Secure search of Windows trusted domains

To enforce document-level security for remote Windows file systems, the Watson Explorer Content Analytics system supports access control list (ACL) verification across trusted domains.

Configuring the crawler

To configure the Windows file system crawler to support trusted domains, you must specify options in a new configuration file. There is no support for configuring this capability in the administration console.

To support the document-level security across trusted Windows domains, edit the following file:
```
ES_NODE_ROOT/master_config/session_ID/winfscrawler_ext.xml
```
Tip: To determine the session ID for the Windows file system crawler that you want to configure, you can monitor the crawler details in the administration console or use the esadmin report collections command.

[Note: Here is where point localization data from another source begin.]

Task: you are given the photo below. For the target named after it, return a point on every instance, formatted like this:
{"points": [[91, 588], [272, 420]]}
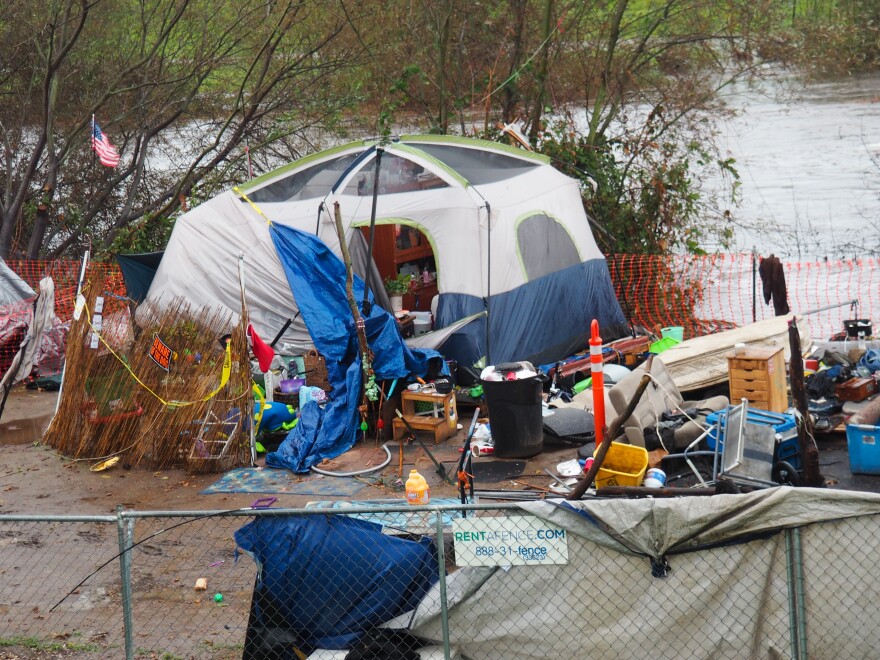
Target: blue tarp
{"points": [[317, 280], [326, 603]]}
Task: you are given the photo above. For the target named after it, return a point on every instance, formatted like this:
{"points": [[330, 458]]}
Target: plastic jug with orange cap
{"points": [[417, 490]]}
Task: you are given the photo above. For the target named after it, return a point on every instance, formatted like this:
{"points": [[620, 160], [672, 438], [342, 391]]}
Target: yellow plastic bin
{"points": [[624, 465], [674, 332]]}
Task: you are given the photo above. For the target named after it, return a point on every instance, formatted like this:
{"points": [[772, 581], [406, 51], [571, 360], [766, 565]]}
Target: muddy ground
{"points": [[41, 562]]}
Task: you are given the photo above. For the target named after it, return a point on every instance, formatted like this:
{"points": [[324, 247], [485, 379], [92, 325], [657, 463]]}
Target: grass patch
{"points": [[38, 644]]}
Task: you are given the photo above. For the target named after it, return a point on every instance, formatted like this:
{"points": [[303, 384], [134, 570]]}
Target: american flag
{"points": [[107, 153]]}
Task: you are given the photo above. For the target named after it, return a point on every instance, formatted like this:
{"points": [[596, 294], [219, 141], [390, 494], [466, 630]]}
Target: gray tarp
{"points": [[726, 594]]}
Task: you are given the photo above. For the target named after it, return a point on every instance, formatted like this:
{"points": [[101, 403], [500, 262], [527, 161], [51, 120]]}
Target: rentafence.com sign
{"points": [[514, 541]]}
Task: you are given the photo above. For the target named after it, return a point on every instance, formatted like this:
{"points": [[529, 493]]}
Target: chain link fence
{"points": [[366, 582]]}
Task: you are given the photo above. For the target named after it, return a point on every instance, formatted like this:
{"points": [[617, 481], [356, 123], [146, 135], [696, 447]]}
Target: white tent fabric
{"points": [[476, 213], [726, 593]]}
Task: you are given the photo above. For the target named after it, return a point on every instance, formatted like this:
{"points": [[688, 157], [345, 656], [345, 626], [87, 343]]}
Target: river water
{"points": [[809, 168]]}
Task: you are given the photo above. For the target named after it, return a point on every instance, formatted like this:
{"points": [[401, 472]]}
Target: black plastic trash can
{"points": [[515, 416]]}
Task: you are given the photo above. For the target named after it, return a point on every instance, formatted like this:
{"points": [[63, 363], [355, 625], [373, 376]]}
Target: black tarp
{"points": [[138, 271]]}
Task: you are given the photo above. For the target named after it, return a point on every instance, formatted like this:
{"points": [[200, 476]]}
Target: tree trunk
{"points": [[538, 110]]}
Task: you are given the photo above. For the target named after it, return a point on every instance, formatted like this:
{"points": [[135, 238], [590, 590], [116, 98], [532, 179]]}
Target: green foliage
{"points": [[640, 189], [151, 234], [37, 644]]}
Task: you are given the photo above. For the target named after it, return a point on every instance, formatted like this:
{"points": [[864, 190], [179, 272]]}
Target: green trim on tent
{"points": [[304, 161], [532, 214], [439, 164], [409, 223], [477, 143]]}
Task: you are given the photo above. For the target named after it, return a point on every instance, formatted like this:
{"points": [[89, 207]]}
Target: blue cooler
{"points": [[784, 425], [863, 448]]}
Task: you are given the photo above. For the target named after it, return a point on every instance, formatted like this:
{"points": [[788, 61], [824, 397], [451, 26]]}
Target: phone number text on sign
{"points": [[514, 541]]}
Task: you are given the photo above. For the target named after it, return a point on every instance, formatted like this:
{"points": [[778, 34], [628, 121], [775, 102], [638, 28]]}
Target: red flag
{"points": [[107, 153], [263, 352]]}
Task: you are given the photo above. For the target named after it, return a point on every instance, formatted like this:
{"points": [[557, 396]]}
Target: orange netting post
{"points": [[596, 369]]}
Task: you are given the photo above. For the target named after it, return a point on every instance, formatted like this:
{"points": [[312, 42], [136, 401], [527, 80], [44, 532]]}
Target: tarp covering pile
{"points": [[300, 567], [726, 592], [317, 279]]}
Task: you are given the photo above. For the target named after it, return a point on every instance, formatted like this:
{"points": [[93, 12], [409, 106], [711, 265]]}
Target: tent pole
{"points": [[488, 282], [318, 221], [369, 274], [246, 319]]}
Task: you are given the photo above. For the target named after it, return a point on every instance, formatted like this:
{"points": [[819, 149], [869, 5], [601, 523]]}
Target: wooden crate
{"points": [[441, 422], [758, 374]]}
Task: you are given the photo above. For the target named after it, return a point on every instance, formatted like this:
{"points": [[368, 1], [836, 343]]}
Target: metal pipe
{"points": [[800, 593], [368, 276], [441, 571], [794, 639], [125, 531]]}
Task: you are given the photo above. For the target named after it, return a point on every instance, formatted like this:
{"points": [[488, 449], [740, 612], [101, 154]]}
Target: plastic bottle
{"points": [[417, 490]]}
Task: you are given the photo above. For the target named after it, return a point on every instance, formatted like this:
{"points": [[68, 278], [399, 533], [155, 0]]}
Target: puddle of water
{"points": [[23, 431]]}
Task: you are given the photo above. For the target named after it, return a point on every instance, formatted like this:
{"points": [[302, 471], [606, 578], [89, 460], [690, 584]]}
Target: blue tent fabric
{"points": [[317, 280], [540, 321], [325, 603]]}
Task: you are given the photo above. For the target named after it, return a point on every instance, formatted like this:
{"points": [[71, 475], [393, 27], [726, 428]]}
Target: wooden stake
{"points": [[583, 485]]}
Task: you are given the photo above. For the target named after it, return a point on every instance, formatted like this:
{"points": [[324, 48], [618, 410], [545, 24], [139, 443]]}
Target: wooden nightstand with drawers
{"points": [[758, 374]]}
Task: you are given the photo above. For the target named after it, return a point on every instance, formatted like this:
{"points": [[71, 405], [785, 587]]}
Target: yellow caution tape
{"points": [[224, 376], [256, 208]]}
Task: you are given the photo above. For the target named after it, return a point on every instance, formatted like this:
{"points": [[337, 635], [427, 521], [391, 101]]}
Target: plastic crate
{"points": [[781, 422], [864, 448], [624, 465]]}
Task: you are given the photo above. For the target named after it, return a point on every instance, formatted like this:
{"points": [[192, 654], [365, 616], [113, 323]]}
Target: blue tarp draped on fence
{"points": [[317, 280], [326, 607]]}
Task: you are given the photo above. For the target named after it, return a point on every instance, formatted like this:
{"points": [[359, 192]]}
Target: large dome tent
{"points": [[508, 232]]}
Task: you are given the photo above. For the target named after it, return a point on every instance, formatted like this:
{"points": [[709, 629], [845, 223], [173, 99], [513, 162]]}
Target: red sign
{"points": [[160, 353]]}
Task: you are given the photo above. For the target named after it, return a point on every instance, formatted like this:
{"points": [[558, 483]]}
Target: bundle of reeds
{"points": [[124, 394]]}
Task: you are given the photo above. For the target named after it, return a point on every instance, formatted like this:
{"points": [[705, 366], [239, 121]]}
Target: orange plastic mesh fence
{"points": [[705, 294], [14, 319], [702, 294]]}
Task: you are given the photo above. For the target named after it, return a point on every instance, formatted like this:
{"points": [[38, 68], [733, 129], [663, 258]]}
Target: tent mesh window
{"points": [[396, 175], [309, 183], [545, 246], [478, 166]]}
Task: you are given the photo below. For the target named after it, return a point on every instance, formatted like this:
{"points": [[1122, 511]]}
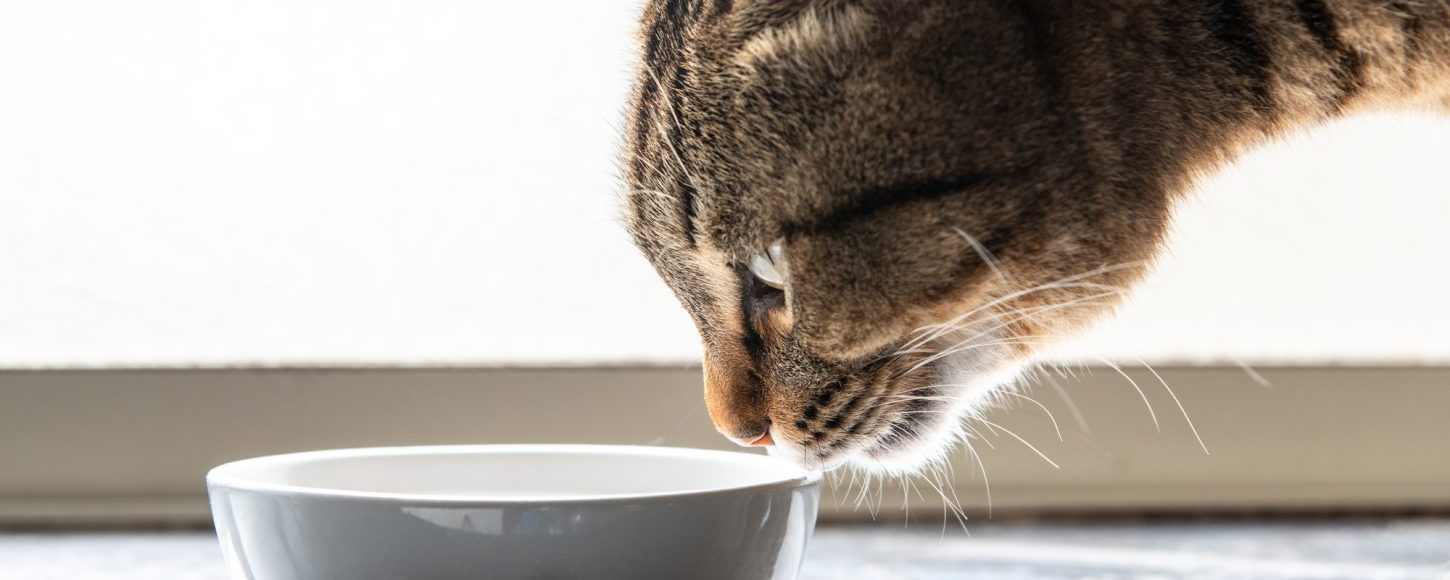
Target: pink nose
{"points": [[759, 441]]}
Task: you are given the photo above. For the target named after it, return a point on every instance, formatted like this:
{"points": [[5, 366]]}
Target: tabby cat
{"points": [[877, 210]]}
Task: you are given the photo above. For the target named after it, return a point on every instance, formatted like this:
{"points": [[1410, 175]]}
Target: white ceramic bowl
{"points": [[516, 512]]}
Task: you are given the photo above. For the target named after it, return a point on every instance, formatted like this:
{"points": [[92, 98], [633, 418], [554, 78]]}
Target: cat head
{"points": [[875, 212]]}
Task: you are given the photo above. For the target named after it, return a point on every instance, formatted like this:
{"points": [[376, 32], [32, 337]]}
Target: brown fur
{"points": [[876, 135]]}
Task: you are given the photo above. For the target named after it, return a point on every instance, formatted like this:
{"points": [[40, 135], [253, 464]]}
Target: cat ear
{"points": [[862, 286]]}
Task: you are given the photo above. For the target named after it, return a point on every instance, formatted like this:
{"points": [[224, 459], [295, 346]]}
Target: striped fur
{"points": [[934, 161]]}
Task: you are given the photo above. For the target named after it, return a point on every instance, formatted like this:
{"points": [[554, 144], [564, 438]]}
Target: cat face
{"points": [[937, 213]]}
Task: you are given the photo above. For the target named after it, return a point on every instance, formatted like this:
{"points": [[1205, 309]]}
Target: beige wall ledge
{"points": [[134, 445]]}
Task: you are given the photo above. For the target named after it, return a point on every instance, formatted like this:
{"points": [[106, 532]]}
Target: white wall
{"points": [[432, 183]]}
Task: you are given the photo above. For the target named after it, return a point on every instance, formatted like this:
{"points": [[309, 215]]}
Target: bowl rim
{"points": [[226, 477]]}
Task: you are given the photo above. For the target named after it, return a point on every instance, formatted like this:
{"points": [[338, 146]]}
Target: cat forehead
{"points": [[809, 31]]}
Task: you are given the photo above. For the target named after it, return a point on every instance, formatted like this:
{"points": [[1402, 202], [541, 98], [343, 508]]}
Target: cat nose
{"points": [[737, 400], [763, 440]]}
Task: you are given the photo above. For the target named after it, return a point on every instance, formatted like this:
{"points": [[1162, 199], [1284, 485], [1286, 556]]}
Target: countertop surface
{"points": [[1355, 550]]}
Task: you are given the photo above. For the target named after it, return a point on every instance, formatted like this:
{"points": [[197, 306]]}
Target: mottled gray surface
{"points": [[1401, 550]]}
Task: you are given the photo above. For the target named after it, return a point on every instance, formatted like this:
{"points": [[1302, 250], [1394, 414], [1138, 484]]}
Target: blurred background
{"points": [[237, 228]]}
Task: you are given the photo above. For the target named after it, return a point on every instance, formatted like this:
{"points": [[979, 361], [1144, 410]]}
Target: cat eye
{"points": [[770, 266]]}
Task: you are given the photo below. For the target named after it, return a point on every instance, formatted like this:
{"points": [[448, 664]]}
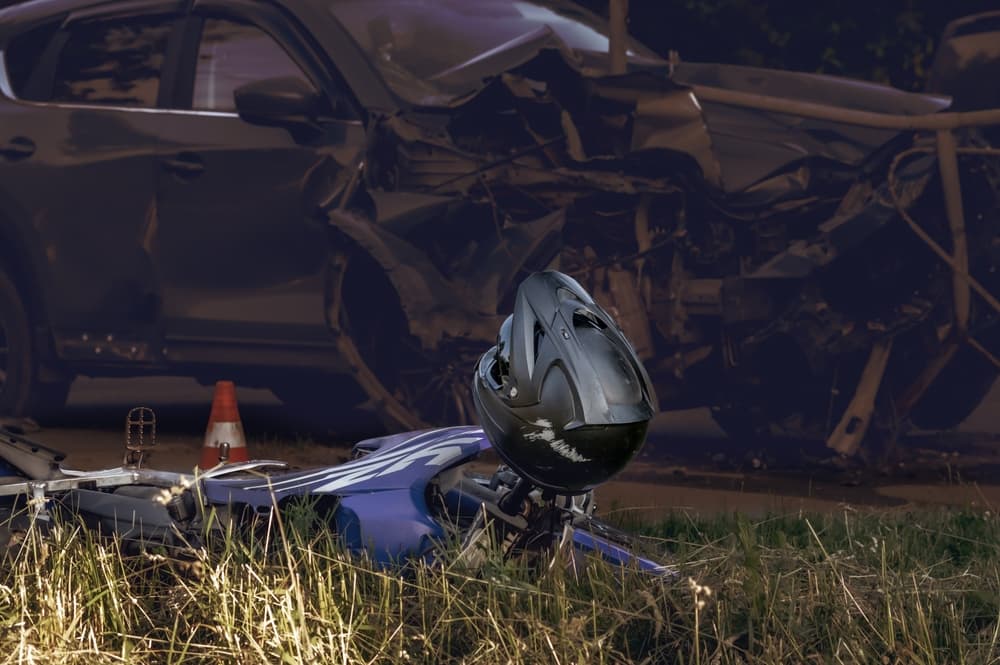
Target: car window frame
{"points": [[297, 42], [39, 88]]}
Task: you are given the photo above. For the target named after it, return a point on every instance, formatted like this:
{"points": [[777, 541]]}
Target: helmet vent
{"points": [[583, 318], [539, 336]]}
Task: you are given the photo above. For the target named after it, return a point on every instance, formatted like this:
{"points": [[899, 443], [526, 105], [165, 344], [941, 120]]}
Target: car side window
{"points": [[231, 54], [23, 53], [116, 62]]}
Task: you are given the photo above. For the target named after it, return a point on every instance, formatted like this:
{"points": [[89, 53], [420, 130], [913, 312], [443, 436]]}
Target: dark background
{"points": [[888, 41]]}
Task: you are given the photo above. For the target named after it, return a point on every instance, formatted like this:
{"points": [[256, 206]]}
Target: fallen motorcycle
{"points": [[563, 399], [399, 498]]}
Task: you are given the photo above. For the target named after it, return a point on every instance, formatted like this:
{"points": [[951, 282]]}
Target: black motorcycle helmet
{"points": [[562, 397]]}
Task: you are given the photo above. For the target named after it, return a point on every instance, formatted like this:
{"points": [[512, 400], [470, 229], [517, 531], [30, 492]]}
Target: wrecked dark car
{"points": [[335, 198]]}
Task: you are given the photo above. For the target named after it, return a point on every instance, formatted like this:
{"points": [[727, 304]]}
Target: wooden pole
{"points": [[618, 39]]}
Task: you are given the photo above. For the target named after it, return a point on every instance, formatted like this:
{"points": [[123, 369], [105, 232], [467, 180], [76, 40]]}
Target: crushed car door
{"points": [[241, 249]]}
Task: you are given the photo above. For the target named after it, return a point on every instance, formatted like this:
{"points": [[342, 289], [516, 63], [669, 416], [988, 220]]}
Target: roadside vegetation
{"points": [[920, 587]]}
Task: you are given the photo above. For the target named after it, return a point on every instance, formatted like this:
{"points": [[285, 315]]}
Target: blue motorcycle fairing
{"points": [[382, 508]]}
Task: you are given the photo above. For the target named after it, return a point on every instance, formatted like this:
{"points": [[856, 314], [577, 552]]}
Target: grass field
{"points": [[922, 587]]}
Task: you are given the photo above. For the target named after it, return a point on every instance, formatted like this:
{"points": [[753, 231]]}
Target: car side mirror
{"points": [[281, 101]]}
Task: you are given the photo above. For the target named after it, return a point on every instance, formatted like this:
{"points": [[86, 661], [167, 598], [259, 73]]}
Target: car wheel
{"points": [[22, 393], [409, 387]]}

Specify the Windows domain name and the NETBIOS name of the Active Directory. For example:

<ExtendedProperties>
  <SetAttribute XPath="/Crawler/DataSources/Server/Target" 
   Name="Domain">ExampleCo.com
  </SetAttribute>
  <SetAttribute XPath="/Crawler/DataSources/Server/Target" 
   Name="NetBIOSDomain>EXC1
  </SetAttribute>
</ExtendedProperties>

Stop and restart the crawler for the changes to become effective.

Restrictions

Documents cannot include ACLs from multiple Windows domains. Domain users and groups must belong to one Windows domain per collection.
To support remote file system access verification, the Windows servers must run in the same Windows domain or in trusted Windows domains.
The Windows file system crawler reads the NETBIOS name of the Active Directory associated with the Windows server to be crawled and uses the NETBIOS name to filter the file ACL. The Active Directory that the crawler server joins trusts the other Active Directory that defines user accounts and group accounts.
The user account that you specify for the crawler to use to access a remote Windows server must belong to the Windows domain where you want to enforce and verify access control.
The Windows operating system allows only one account to connect network folders on one file server. Other accounts cannot connect to the same file server at the same time. Therefore, you cannot configure different accounts for different crawlers to crawl the same Windows server, even if the crawlers are in different collections.